Os termos alfabetização e literacia apresentam uma semelhança entre si, do ponto de vista do sentido. Contudo, a partir dos finais do século XX, devido à crescente escolarização dos países ocidentais, estes termos começaram a apresentar uma significação autónoma. Candeias (2000: 210) resume este raciocínio, sublinhando o seguinte: “Sendo os dois termos, o de alfabetização e o de «literacia», totalmente equivalentes, a constatação, durante a segunda metade do século XX de que uma parte fundamental das populações ocidentais se encontravam totalmente escolarizada, e ainda assim denotava alguns problemas na utilização da leitura e da escrita, parece ter feito evoluir estas duas noções mais exigentes”.

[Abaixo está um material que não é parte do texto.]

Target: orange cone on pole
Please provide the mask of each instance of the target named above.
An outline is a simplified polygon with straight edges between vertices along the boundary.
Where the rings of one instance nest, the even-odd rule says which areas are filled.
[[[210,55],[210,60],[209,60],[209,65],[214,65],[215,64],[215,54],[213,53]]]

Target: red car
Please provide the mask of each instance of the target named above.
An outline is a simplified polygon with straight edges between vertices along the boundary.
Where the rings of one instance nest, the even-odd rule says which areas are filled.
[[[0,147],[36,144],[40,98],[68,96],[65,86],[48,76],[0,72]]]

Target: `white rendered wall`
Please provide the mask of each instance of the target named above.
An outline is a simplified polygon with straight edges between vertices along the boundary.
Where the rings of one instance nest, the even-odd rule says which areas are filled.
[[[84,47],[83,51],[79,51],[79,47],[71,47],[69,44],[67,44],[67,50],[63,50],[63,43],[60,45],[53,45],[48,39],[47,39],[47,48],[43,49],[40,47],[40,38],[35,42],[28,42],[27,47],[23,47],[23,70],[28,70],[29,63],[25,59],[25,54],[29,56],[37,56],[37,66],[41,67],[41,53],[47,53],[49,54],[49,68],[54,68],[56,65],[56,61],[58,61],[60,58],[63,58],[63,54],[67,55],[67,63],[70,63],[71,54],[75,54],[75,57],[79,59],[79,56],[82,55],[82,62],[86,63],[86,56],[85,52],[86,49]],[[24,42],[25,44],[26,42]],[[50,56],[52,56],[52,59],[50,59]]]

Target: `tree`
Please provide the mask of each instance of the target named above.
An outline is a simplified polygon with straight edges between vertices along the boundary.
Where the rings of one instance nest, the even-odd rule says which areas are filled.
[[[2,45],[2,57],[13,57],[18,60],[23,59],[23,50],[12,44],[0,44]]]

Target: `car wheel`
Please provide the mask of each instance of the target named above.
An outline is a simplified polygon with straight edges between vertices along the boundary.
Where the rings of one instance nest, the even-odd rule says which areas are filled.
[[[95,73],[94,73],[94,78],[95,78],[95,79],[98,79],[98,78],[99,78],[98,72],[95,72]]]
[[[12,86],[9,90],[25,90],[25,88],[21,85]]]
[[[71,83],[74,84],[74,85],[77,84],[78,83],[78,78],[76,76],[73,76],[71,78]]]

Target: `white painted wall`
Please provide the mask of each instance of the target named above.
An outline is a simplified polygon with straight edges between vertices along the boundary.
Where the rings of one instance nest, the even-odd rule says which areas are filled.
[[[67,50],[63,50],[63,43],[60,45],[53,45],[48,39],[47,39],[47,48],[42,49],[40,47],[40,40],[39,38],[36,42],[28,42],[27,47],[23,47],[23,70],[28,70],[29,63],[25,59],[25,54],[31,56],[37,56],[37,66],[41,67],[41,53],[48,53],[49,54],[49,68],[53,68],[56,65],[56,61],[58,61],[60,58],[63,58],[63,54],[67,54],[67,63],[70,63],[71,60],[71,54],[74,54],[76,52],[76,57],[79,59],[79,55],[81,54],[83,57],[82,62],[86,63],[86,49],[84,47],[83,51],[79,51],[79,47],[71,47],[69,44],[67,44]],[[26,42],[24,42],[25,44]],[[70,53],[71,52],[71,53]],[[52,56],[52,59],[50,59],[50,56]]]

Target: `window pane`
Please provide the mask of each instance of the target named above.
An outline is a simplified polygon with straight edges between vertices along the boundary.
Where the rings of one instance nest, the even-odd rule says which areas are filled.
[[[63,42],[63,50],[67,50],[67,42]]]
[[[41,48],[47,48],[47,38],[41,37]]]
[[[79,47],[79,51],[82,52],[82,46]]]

Este estudo visa precisamente ilustrar a distinção que se pode fazer, do ponto de vista conceptual, entre a literacia e a alfabetização. O contexto moçambicano é invocado pelo facto de nele se viver o multilinguismo, trazendo à análise outras dimensões conceptuais. A base teórica usada para analisar o contexto moçambicano repousa num artigo de Lopes (1991), teórico que se debruça sobre esta temática neste espaço geográfico.
Após este ponto introdutório, a pesquisa apresenta o ponto 2 sobre a literacia que é seguido pelo ponto 3 sobre a alfabetização. No ponto 4, analisam-se os conceitos de literacia e alfabetização em Moçambique e, para finalizar esta pesquisa, no ponto 5, apresenta-se uma síntese conclusiva.
2. Literacia
O termo literacia corresponde a uma tradução da palavra em inglês literacy. Depreende-se, a partir daqui que foi primeiramente usado em países anglo-saxónicos.
Uma leitura atenta ao Dicionário de Língua Portuguesa da Editorial Notícias permite verificar que o termo literacia está associado a palavras como literato ou letrado que, de forma depreciativa, apontam para o sentido de conhecimento literário e⁄ou “aquele que por hábito cultiva literatura” (p.896). No dicionário da Oxford a palavra literacy indica “being literate” e literate diz-se significar “able to read and write” (p. 386). Analisando a palavra literacy no Dicionário de Inglês Português da Porto editora encontramos o sentido descrito pelo da Oxford: “capacidade de ler e escrever [...] (p. 481)”.
Há claramente um desfasamento semântico sobre este termo entre o dicionário da língua portuguesa e os da língua inglesa: no dicionário da língua portuguesa literacia é aproximada ao conhecimento literário e das letras enquanto nos da língua inglesa está associado à habilidade de saber ler e escrever. Este último sentido, como adiante veremos, está mais próximo do de alfabetização, enquanto o primeiro está nitidamente associado à área da literatura. Isto demonstra que ambos os sentidos não convergem para a definição de literacia.
Apesar de a literacia corresponder a um campo de investigação recente (metade do século XX), alguns teóricos procuraram já delimitar cientificamente o seu conceito. Analisem-se três definições de literacia ordenadas de forma cronológica:
1) O “conceito de literacia [é] entendido como a capacidade de usar todas as formas de material escrito requeridos pela sociedade e usados pelos indivíduos que a integram” Sim-Sim (1989a: 7)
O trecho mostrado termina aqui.